Employers are not required to allow the $500 carryover (and can also set a lower limit) or the grace period, but to participate, employers must amend their plans on or before the last day of the plan year for which amounts may be carried over, and may be effective retroactively, provided certain requirements are met.

The notice also clarifies how the transition rules for non-calendar-year cafeteria plans will work for changing cafeteria plan elections after the first day of the 2013 plan year. Normally, cafeteria plan elections must be made before the start of a plan year and cannot be changed after the start of that year unless a change-in-status event occurs. The preamble to the proposed Sec. 4980H regulations issued in January (REG-138006-12) provided a transition rule for non-calendar-year plans so participants could take advantage of the benefits under the health care act, such as the ability to purchase insurance in a health care exchange, that take effect at the start of 2014.

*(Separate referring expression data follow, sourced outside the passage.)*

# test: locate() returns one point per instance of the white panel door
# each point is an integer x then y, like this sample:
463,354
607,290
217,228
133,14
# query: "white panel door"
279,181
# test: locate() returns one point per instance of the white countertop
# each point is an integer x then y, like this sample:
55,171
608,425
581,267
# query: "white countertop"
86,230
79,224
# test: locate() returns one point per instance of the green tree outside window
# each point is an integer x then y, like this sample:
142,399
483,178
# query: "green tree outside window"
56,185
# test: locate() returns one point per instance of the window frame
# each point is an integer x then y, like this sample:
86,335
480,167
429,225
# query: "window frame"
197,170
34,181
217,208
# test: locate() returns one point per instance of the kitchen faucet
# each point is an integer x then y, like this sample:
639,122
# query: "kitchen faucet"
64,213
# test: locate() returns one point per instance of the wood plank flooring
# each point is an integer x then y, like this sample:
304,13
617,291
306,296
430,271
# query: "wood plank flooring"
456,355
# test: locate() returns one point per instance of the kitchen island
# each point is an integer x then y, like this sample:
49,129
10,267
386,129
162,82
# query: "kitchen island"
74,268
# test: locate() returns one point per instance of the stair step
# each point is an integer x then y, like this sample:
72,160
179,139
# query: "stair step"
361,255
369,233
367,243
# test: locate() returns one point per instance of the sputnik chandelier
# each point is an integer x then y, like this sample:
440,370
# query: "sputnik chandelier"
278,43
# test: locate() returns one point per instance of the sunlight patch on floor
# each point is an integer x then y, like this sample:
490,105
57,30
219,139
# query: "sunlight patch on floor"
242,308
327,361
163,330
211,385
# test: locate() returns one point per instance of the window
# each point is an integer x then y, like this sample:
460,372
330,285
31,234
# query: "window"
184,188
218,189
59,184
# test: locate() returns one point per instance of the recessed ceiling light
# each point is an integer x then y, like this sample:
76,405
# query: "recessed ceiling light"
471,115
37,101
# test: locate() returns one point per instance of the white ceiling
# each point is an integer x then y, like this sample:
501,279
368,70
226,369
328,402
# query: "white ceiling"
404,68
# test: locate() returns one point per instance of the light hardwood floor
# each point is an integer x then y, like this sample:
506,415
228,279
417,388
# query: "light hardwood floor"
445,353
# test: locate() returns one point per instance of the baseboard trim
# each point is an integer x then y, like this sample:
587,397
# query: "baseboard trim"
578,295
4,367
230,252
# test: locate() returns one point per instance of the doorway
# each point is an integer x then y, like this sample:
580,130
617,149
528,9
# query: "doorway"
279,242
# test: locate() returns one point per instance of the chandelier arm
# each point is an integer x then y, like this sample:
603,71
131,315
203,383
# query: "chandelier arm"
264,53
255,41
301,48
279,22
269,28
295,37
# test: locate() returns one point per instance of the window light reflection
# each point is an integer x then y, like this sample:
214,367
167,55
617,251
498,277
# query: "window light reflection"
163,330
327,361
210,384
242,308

Specifically, the transition relief allows an employer, at its election, to amend one or more of its written Sec. 125 cafeteria plans to allow employees to either make a prospective salary reduction election for accident and health coverage on or after the first day of the 2013 plan year or to prospectively revoke or change his or her election with respect to the accident and health plan once during that the 2013 plan year, whether or not the employee experienced a change in status event.

Based on the language in the preamble to the regulations, this transition rule for plans that were on non-calendar years seemed to apply only to applicable large employers subject to the Sec. 4980H employer mandate. In this notice, the IRS clarified that the relief is available to an employer with a
Sec. 125 cafeteria plan non-calendar plan year beginning in 2013 whether or not the employer is an applicable large employer or applicable large employer member under Sec. 4980H.